Анкар, узнав жену, с надеждой посмотрел на ее молодого спутника, стал умолять:

— Спасите меня!

— На нем кровь, — заметил юноша. — Ты ранен?

— Нет. Она не моя, — Анкар затравленно и одновременно зло посмотрел на молодых людей. — Ко мне в дом прокрались воры. И мне ничего не оставалось, как перерезать одному из них горло… Ради всех богов, помогите! Они преследуют меня!

Юноша больше не мешкал:

— Ступай за мной.

Они нырнули в какую-то щель в заборе, полезли по его обрушенному краю наверх, по нему вскарабкались на крышу соседнего дома и там затаились. Вовремя — в проулке показались двое высоких мужчин в черных одеждах.

— Куда он делся? — говорил один из них по-арамейски.

— Беги в обход. Поднимешься по улице, там свернешь направо, к рынку. Этот проулок выходит туда. Другой дороги нет. А я подопру его сзади. Только не забудь, что он нужен нам живым.

Анкар боялся даже дышать, но увидев, что его преследователи разделились, а вскоре и вовсе скрылись из виду, постепенно стал приходить в себя. Прежде всего, он скосил глаза на молодого человека, по одежде большего всего похожего на эллина, встретился с его насмешливым уверенным взглядом и нахмурился:

— Кто это, Санит? Интересно, чем ты занималась с ним среди ночи, в то время, когда должна находиться в нашей постели?

— Я больше не твоя рабыня и не принадлежу тебе, — огрызнулась Санит.

— Неблагодарная женщина. Ты забыла, кем ты была и кем стала, — прошипел в ответ Анкар.
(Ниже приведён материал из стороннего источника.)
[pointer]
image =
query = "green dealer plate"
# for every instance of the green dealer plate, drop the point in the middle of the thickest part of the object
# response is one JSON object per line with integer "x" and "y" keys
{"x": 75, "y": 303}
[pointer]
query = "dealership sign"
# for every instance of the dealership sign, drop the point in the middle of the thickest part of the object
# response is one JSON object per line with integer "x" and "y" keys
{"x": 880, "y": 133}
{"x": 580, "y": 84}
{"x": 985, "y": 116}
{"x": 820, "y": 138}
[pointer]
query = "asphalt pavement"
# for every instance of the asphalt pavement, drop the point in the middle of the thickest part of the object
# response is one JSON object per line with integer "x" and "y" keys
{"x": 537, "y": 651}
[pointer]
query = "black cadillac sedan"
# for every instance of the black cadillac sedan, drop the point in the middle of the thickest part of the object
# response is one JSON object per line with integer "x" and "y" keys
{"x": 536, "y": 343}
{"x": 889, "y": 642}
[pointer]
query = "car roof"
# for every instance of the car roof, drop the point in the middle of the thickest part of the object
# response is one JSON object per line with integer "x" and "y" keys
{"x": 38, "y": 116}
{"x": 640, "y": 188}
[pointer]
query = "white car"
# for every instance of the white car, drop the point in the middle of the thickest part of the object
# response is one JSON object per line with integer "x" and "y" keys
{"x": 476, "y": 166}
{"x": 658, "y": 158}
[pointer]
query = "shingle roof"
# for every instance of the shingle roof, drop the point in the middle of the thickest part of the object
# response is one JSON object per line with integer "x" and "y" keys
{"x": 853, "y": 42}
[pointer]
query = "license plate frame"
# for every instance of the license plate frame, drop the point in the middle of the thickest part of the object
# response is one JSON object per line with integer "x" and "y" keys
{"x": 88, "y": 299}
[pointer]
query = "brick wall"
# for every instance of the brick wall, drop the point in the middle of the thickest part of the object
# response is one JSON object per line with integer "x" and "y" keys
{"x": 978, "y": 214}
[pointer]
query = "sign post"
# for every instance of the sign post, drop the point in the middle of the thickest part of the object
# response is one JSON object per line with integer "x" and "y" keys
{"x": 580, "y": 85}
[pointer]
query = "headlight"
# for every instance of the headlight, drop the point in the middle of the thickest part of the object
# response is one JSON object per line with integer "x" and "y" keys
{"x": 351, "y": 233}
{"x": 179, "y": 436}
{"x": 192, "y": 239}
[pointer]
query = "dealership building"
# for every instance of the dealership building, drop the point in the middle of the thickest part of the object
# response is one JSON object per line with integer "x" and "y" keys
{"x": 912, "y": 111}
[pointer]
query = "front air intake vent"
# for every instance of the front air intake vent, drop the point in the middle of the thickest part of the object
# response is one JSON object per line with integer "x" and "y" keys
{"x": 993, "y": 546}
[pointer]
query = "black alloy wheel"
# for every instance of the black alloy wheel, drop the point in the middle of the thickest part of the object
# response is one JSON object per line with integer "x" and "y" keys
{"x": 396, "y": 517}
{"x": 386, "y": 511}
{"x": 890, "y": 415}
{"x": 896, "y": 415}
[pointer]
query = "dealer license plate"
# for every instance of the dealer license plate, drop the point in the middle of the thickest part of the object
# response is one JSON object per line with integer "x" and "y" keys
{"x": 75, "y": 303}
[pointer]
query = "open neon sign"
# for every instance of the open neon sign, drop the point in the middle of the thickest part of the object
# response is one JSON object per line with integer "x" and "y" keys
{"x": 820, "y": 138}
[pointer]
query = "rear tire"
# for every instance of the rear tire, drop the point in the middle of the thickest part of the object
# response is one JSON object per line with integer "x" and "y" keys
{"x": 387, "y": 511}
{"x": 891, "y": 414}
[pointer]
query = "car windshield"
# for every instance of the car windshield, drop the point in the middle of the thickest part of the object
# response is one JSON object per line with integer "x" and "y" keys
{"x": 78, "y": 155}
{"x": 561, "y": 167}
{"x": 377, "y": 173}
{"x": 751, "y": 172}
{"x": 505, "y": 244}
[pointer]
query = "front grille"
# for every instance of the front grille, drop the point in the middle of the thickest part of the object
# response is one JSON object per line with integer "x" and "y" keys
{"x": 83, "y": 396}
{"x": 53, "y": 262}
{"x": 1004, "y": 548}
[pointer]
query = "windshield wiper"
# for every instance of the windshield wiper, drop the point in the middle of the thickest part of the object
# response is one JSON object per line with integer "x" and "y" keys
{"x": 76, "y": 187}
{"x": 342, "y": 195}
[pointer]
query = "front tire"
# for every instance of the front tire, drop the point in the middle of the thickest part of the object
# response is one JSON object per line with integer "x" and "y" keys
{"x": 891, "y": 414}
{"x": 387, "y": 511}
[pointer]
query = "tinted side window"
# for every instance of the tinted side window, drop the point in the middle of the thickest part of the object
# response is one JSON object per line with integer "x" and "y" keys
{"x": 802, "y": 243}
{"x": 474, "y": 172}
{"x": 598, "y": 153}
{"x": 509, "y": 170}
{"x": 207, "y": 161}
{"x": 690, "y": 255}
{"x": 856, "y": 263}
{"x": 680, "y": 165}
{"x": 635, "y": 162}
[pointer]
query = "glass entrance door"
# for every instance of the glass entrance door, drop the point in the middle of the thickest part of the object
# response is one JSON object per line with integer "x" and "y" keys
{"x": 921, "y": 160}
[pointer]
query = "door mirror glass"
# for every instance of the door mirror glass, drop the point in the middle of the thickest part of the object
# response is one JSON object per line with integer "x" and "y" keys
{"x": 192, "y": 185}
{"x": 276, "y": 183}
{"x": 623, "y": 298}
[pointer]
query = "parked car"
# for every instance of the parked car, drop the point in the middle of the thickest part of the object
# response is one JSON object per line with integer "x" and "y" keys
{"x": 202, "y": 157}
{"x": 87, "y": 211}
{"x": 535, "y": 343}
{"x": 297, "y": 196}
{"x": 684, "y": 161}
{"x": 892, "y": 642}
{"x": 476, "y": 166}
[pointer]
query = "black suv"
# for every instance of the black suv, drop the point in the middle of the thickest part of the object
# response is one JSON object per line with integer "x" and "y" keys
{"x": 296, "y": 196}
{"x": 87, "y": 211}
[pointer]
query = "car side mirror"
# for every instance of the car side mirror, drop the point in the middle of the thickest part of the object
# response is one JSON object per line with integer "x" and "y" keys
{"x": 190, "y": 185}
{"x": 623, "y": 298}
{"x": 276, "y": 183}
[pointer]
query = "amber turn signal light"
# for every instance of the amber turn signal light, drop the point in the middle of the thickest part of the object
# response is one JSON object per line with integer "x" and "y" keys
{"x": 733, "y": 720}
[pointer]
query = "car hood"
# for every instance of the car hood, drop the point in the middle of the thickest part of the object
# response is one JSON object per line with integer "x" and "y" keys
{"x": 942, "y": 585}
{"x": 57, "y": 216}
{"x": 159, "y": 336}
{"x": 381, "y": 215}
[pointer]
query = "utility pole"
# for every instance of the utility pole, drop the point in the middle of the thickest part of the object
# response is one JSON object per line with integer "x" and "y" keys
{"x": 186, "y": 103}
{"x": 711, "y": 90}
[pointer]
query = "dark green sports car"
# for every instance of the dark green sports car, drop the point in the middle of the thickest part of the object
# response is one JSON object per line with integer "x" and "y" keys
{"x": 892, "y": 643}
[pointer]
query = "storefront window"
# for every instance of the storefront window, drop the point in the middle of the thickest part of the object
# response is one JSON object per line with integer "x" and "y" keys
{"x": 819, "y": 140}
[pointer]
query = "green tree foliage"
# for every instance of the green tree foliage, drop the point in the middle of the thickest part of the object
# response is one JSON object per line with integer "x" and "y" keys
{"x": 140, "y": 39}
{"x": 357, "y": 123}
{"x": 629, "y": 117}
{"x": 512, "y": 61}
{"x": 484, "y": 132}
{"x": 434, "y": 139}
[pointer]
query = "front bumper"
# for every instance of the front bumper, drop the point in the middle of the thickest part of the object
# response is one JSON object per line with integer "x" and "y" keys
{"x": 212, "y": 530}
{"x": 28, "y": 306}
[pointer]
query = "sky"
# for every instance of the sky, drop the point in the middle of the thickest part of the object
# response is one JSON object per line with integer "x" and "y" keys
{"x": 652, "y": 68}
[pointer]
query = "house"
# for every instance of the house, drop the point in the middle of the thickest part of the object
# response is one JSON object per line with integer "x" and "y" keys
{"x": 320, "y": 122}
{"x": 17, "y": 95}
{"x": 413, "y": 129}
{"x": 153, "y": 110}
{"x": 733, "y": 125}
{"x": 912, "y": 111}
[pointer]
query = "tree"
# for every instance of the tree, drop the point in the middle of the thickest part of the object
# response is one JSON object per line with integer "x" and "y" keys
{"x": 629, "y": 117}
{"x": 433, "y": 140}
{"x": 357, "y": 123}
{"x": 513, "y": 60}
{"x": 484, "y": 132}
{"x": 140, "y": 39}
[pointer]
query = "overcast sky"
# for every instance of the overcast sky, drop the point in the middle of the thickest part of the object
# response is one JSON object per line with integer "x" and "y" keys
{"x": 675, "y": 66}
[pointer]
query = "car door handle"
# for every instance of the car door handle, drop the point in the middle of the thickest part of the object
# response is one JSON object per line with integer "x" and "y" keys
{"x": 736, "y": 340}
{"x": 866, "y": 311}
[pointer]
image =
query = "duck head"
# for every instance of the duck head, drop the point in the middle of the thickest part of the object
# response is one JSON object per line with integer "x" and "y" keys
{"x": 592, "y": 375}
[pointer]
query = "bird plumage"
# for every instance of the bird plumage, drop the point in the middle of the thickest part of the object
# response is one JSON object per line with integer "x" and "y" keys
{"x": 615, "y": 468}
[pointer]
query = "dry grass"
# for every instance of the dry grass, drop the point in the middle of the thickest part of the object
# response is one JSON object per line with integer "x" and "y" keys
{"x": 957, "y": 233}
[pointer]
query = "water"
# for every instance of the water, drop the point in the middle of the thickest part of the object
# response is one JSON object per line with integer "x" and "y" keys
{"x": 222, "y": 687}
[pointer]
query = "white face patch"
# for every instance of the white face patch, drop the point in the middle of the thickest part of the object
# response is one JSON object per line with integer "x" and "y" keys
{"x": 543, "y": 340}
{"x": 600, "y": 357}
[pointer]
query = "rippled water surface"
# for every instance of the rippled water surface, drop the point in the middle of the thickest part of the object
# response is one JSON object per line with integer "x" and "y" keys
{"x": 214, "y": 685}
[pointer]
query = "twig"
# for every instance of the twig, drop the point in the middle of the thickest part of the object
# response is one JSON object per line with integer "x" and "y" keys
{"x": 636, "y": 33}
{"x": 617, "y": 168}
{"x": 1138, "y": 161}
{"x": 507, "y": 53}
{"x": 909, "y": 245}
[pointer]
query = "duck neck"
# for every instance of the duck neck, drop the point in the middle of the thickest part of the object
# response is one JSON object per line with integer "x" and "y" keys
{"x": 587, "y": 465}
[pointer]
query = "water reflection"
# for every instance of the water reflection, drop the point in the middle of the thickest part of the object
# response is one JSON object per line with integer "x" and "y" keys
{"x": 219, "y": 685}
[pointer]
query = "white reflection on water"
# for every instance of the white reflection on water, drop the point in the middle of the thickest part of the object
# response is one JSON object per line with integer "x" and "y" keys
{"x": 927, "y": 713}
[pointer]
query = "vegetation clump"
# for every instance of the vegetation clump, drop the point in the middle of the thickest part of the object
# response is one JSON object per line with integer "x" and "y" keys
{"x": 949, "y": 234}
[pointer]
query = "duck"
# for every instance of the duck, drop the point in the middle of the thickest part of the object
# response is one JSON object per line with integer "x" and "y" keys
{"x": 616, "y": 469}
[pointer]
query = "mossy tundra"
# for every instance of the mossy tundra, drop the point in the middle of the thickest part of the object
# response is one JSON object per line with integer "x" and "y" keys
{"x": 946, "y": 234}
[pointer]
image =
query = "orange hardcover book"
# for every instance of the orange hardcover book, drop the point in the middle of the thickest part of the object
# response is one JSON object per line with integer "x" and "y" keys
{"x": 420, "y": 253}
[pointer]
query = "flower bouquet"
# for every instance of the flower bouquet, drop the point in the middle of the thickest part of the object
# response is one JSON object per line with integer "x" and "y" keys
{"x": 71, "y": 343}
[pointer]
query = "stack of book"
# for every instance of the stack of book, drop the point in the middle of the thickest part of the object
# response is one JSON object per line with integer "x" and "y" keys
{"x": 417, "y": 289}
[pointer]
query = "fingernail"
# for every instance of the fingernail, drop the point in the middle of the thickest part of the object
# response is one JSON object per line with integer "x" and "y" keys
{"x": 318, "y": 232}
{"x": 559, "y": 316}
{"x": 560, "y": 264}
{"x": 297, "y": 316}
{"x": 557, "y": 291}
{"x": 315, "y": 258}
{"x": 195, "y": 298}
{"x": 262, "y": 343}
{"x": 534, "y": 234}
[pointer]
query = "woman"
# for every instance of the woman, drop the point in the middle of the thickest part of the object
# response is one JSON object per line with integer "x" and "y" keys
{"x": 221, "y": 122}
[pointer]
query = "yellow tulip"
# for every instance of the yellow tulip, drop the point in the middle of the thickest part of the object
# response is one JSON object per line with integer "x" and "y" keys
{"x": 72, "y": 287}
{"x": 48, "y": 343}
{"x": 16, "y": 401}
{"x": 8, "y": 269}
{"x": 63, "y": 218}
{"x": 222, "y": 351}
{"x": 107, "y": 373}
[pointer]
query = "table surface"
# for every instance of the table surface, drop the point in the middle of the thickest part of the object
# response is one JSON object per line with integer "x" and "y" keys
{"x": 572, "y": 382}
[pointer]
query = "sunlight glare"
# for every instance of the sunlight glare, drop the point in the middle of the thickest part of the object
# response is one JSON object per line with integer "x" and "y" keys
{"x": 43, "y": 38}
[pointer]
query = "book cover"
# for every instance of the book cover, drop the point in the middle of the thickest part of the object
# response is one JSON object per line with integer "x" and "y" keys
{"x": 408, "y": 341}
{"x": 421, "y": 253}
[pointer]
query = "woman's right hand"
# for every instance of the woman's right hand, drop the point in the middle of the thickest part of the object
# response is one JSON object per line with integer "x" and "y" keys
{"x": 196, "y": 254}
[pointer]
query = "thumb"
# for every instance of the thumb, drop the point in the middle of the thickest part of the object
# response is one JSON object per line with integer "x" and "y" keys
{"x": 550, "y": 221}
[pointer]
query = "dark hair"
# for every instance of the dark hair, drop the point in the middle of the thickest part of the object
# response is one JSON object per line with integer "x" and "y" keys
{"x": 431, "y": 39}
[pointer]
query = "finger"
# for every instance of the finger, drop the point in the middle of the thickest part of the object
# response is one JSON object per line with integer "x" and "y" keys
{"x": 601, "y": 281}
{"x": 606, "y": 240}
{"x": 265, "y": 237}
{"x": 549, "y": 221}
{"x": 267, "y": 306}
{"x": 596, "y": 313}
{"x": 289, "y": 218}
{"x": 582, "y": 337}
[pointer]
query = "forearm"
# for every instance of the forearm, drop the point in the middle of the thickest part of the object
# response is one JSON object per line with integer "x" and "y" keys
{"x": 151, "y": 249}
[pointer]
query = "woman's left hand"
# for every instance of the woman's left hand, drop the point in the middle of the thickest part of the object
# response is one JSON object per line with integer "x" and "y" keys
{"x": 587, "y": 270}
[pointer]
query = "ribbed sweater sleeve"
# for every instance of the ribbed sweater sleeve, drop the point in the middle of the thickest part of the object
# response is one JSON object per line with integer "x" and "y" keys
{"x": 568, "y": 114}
Осознание того, что он сегодня сделал, бесконечно подпитывало в нем гордость и придавало его речам какой-то особый мстительный оттенок.

Молодая женщина с опаской спряталась за любовником.

Юноше пришлось охладить пыл ее мужа:

— Ну, ну… уважаемый, ты бы заткнулся, а то ведь спущу тебя отсюда, и пойдешь ты на корм к своим ночным гостям.

Анкар, тяжело вздохнув, покачал головой, и сказал так, словно всю жизнь только и страдал от женских измен:

— Тебе не стоило бы ей доверять. Уж поверь мне, старику.

Санит тихонько засмеялась:

— Ты не поверишь, Гелиодор. У него до меня всего-то одна женщина и была — из тех, что продают свое тело за миску полбы. Он мне ее как-то показывал в Русахинили, когда мы были на рынке. Почти без волос, без зубов, так похожа на гиену, что поставь их рядом — не различишь, кто где…

— Тебе бы подумать о том, как сейчас спасти свою шкуру, писец, а ты беспокоишься о таких пустяках, — сказал юноша.

«А ведь он прав… Безусловно, прав, — снова сжался Анкар, посмотрев сверху в проулок. — Если ассирийцы действительно ищут меня, то они начнут прочесывать весь город, залезут в каждый дом и каждую нору». И он сделал вид, что пропустил обидные речи мимо ушей. Ему и в самом деле надо было думать о том, как уцелеть, а не спорить, насколько он плох-хорош-умен-глуп-красив-уродлив или стар.